While there has been progress in GSP+ beneficiaries' effective implementation of the 27 conventions, the EU also noted significant challenges during the 2017-2018 monitoring period.
The European Commission has noted that Pakistan is making some progress on adopting laws on protecting women's and children's rights; eliminating honour killings; protecting transgender persons; protecting the environment; and good governance. In the fight on drugs, Pakistan leads a United Nations initiative on education and was removed from the list of countries producing cannabis resin; A national Child Labour Survey was launched, and implementation of the National Action Plan on Human Rights has started.

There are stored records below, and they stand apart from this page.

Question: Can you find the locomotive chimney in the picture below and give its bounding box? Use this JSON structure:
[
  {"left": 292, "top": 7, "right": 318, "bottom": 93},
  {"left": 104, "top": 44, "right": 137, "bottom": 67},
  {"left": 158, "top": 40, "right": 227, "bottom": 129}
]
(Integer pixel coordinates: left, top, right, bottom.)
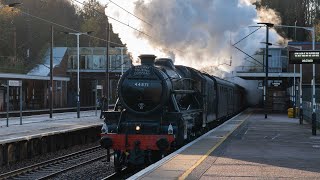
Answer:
[{"left": 139, "top": 54, "right": 156, "bottom": 66}]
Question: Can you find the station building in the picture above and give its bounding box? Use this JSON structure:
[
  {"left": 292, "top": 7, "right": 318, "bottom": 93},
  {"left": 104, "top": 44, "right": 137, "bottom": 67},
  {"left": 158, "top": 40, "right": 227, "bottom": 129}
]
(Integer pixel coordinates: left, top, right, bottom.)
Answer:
[
  {"left": 0, "top": 47, "right": 132, "bottom": 112},
  {"left": 236, "top": 42, "right": 320, "bottom": 114}
]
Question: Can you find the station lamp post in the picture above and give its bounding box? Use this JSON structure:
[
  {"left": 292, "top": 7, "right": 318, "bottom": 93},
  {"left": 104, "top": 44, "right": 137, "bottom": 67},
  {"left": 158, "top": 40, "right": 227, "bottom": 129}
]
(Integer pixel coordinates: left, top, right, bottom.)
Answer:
[
  {"left": 258, "top": 23, "right": 273, "bottom": 119},
  {"left": 275, "top": 25, "right": 317, "bottom": 135},
  {"left": 64, "top": 31, "right": 93, "bottom": 118}
]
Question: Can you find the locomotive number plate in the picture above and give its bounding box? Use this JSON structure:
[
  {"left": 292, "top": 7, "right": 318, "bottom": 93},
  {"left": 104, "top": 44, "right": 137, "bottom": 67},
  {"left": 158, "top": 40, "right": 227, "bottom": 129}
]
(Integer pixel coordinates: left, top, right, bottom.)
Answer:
[{"left": 134, "top": 82, "right": 150, "bottom": 87}]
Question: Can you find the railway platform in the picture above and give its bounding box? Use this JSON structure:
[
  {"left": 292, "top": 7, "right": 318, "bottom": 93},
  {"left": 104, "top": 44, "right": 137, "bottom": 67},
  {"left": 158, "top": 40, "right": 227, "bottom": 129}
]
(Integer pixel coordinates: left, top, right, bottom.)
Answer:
[
  {"left": 129, "top": 109, "right": 320, "bottom": 180},
  {"left": 0, "top": 111, "right": 103, "bottom": 167}
]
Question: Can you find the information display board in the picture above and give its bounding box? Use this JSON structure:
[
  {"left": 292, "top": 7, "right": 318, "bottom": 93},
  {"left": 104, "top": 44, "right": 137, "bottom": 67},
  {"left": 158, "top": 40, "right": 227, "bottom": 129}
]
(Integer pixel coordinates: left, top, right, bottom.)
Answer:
[{"left": 289, "top": 51, "right": 320, "bottom": 64}]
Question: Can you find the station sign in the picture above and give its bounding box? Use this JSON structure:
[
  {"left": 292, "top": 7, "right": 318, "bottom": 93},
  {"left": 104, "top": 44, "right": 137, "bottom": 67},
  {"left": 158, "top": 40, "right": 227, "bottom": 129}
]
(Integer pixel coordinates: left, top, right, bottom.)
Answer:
[
  {"left": 9, "top": 80, "right": 22, "bottom": 87},
  {"left": 271, "top": 82, "right": 281, "bottom": 87},
  {"left": 289, "top": 51, "right": 320, "bottom": 64},
  {"left": 97, "top": 85, "right": 103, "bottom": 89}
]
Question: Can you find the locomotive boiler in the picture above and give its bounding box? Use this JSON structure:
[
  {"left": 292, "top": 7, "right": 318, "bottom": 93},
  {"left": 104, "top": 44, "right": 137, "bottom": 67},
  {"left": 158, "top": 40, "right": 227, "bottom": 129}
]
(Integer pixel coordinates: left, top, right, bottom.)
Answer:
[{"left": 100, "top": 55, "right": 245, "bottom": 170}]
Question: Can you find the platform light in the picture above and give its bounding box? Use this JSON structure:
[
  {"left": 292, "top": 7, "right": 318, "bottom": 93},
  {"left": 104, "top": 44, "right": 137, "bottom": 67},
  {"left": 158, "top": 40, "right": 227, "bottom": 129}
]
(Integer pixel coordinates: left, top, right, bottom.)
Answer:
[
  {"left": 168, "top": 123, "right": 173, "bottom": 134},
  {"left": 136, "top": 125, "right": 141, "bottom": 131}
]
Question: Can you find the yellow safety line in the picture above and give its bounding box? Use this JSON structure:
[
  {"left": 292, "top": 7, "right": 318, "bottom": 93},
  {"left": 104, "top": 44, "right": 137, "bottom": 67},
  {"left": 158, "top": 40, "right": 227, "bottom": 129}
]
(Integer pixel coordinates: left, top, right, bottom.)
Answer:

The INSPIRED+ Pakistan project focused on enhancing the socio-economic rights of women working in agriculture in the Punjab.
The current GSP Regulation will expire on 31 December 2023. To allow businesses and beneficiaries to adapt to a new regulation, the Commission has already launched the preparations for the new regulation. The new regulation will continue to pursue the same policy objectives of fostering the sustainable economic, social and environmental development of beneficiary countries, including the respect for good governance and human rights, with the primary goal of eradicating poverty. Public consultations will be undertaken in the first quarter of 2020.
According to a press release issued by the European Commission in Pakistan the report is accompanied by an assessment of the GSP+ regime granted to Pakistan. The report will be debated and subject to a dedicated resolution by the European Parliament later this month.
The GSP+ is the EU's trade preference programme for vulnerable developing countries. It grants full removal of tariffs on over 66 per cent of product categories for exports to the EU. The status is based on effective implementation of 27 international conventions on human and labour rights, environment protection and good governance.
High Representative for Foreign Affairs and Security Policy/Vice-President of the European Commission Josep Borrell said: "trade is one of the crucial tools the EU has at hand to address, support and improve human rights, labour rights and good governance, which are pillars of sustainable development, around the world."
Androulla Kaminara, Ambassador of the European Union to Pakistan, said: "Pakistan has greatly benefited from the GSP+ status. But there is potential for much more, if the export base is diversified and broadened."